1. Field of the Invention
This invention relates generally to imaging systems. More specifically, the present invention is directed to systems and methods of image processing in which images from different detectors or different detector configurations are resized to a standard matrix size.
2. Background Discussion
Radiography is the use of certain spectra of electromagnetic radiation, usually x-rays, to image a human body. Angiography, a particular radiographic method, is the study of blood vessels using x-rays. An angiogram uses a radiopaque substance, or contrast medium, to make the blood vessels visible under x-ray. Angiography is used to detect abnormalities, including narrowing (stenosis) or blockages (occlusions), in the blood vessels throughout the circulatory system and in certain organs.
Cardiac angiography, also known as coronary angiography, is a type of angiographic procedure in which the contrast medium is injected into one of the arteries of the heart, in order to view blood flow through the heart, and to detect obstruction in the coronary arteries, which can lead to a heart attack.
Peripheral angiography, in contrast, is an examination of the peripheral arteries in the body; that is, arteries other than the coronary arteries. The peripheral arteries typically supply blood to the brain, the kidneys, and the legs. Peripheral angiograms are most often performed in order to examine the arteries which supply blood to the head and neck, or the abdomen and legs.
Recent advances in x-ray imaging have allowed the acquisition of digital radiographic images. Different x-ray applications, such as cardiac angiography, interventional angiography, and general radiography will apply different, specifically designed, x-ray flat-panel detectors. Differences typically include the size, image formats, pixel size, frame rates, dose sensitivity, and other parameters of the x-ray detectors. Differences between detectors can arise because the pixels of the x-ray detector are hardwired to the input screen. For example, for flat-panel detectors, the x-ray conversion layer is directly coupled to the underlying pixel matrix.

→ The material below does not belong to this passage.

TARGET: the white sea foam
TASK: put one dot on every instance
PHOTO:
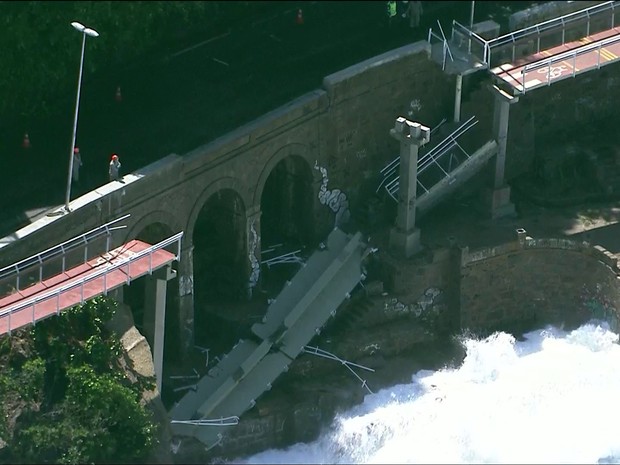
(552, 398)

Conventional image processing typically involves both frequency-domain and time-domain techniques. Frequency-dependent processing may include such techniques as edge enhancement, dynamic range compression, and other advanced multi-frequency filter techniques. Temporal filter techniques may include motion-detection algorithms and time-domain filters. Most of these algorithms depend on the actual pixel size of the detector (including combined super-pixels generated by binning techniques) and the local noise level or signal-to-noise ratio. The pixel size influences the object-sizes on which the algorithms operate, while the signal-to-noise-ratio, which is governed by the dose as well as the pixel size, influences the thresholds or distinction capabilities between noise and structure in those algorithms which involve local or global noise analysis.
Recently, increased use of combinations of applications, such as combination labs for combined cardiovascular as well as peripheral angiography applications, has lead to mixed detector types being used, with each detecting having different characteristics and specific designs. For example, different planes of a single combination lab may utilize different detectors, thereby introducing the problem of different image parameters in a single application.
In another example, a user may use two different labs utilizing two different detector configurations, and may later wish to reconcile the different images taken by the two different detectors, again introducing the problem of different image parameters in a single application.
Conventional techniques to attempt to overcome image quality differences in such combined detector applications typically include attempts for individual parameter optimization. A similar approach that has been attempted involves individual parameter optimization of the image processing pipeline for each detector type so that the image characteristics are as close as possible. This approaches has the disadvantages that (1) it requires independent parameter handling; and (2) it may not be feasible.
Furthermore, independent parameter handling is becoming increasingly complex with the increasing complexity of the algorithms being used.
For example, independent parameter handling is unacceptable when used, for example, with edge-enhancements, which require small, odd-sized kernels, such as 3×3, 5×5, or 7×7 pixel kernels. In such instances, the parameters are discrete, and no fine-matching is possible. Also, in an instance in which two detectors are used, one with a small 150 μm pixel size, and the other with a larger 200 μm pixel size; in the first detector, a 5×5 pixel kernel will act on 750 μm size object structures, while the second detector will act on 1000 μm size object structures. Using a 5×5 kernel for the small pixel detector and a 3×3 kernel for the larger pixel detector will not resolve the problem, and in fact no other kernel size will be an appropriate alternative.
Clearly, this conventional approach has disadvantages for parameter complexity, and inconsistency of image processing from one detector type to another.
Therefore, it would be an advancement in the state of the art to provide a system and method of image processing of images in which images from different detectors are resized to a standard matrix size.